I am quite fascinated by Science Centres. This probably dates back from my first encounter with the Cite des Sciences et de l’Industrie in Paris, which was my favorite place to go as a kid. Mum would always complain that is was too far i.e. in the North East of Paris when we lived in the South West! But I just remember staying there for ours and trying all their exhibits, feeling excited about the world’s mysteries explained to me.
Just last night I was listening to a radio interview on NPR with guests from the Denver Museum of Nature & Science, the Smithsonian Institution National Museum of Natural History, Museum of Life & Science in Durham, NC, the San Francisco Exploratorium and the Dublin Science Gallery. It was about the science museum of the future. Although all guests were from matured markets – USA, Europe – I think some of their ideas had a global resonance including here in Asia.
The Science Gallery in Dublin is only 5 years old and already one of the city’s top attractions.
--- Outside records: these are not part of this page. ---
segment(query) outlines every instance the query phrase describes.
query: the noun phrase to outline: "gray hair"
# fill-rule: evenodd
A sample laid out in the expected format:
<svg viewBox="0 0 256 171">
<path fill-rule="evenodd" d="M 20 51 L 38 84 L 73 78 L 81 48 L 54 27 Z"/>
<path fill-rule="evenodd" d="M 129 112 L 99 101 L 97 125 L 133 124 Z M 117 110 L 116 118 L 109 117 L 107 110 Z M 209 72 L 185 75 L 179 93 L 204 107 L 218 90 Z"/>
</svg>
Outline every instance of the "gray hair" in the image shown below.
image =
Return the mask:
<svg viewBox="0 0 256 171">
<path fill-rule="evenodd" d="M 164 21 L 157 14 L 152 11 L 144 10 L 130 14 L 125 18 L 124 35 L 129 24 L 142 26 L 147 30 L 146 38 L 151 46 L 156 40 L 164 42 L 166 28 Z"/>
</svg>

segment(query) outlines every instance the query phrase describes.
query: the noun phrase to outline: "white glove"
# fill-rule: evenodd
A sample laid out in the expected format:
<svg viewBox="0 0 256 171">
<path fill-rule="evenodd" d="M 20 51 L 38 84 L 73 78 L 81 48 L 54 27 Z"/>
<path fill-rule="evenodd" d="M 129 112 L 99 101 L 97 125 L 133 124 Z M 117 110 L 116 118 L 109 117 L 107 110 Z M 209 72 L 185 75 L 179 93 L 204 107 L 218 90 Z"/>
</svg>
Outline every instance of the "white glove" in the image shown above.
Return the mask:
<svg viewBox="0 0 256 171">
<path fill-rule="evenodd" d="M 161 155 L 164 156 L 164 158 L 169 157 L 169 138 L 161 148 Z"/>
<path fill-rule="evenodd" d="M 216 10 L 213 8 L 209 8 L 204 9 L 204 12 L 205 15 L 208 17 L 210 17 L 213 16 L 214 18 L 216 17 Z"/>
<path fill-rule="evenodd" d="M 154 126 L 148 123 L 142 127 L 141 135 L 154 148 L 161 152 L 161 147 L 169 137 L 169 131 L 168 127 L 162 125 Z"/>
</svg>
Their approach is definitely new: not a science museum, not an art gallery but both, melting science with art. They recognize that their audience and the environment they live in is always changing and therefore they need to constantly bring new exhibitions and events like an art gallery would do. They also believe in using art as a tool to educate about science. And they even push the boundaries sometimes to attract the hard-to-get crowd of 15-25yo. Recently they had an exhibition on bio art, which had to have a ‘funeral’ when it ended to dispose of the art. I wish I had seen that!
The challenge for long-standing institutions is to deal with an audience that has changed and wants to participate in the experience and with new environmental paradigms (climate change, etc). The Smithsonian – with 200 scientists and a great deal of ongoing research – is flipping the traditional museum inside out by bringing the ‘behind the scenes’ to its audience. The Museum of Life & Science is doing something similar with a one-month long challenge where visitors participate in an research project with daily tasks. And this produces real data, used for real research. Now, that’s revolutionary, a genuine two-way exchange between the museum and its audience.
The participants also talked about science lounges / cafes / hackerspaces and the individualization of museum experience through technology but to me the two ideas I will remember are:
– Combining art and science
– Turning your audience into one of your scientist/curator
So, what do you think? Have you come across any other idea worth sharing to reinvent the science museum of the future?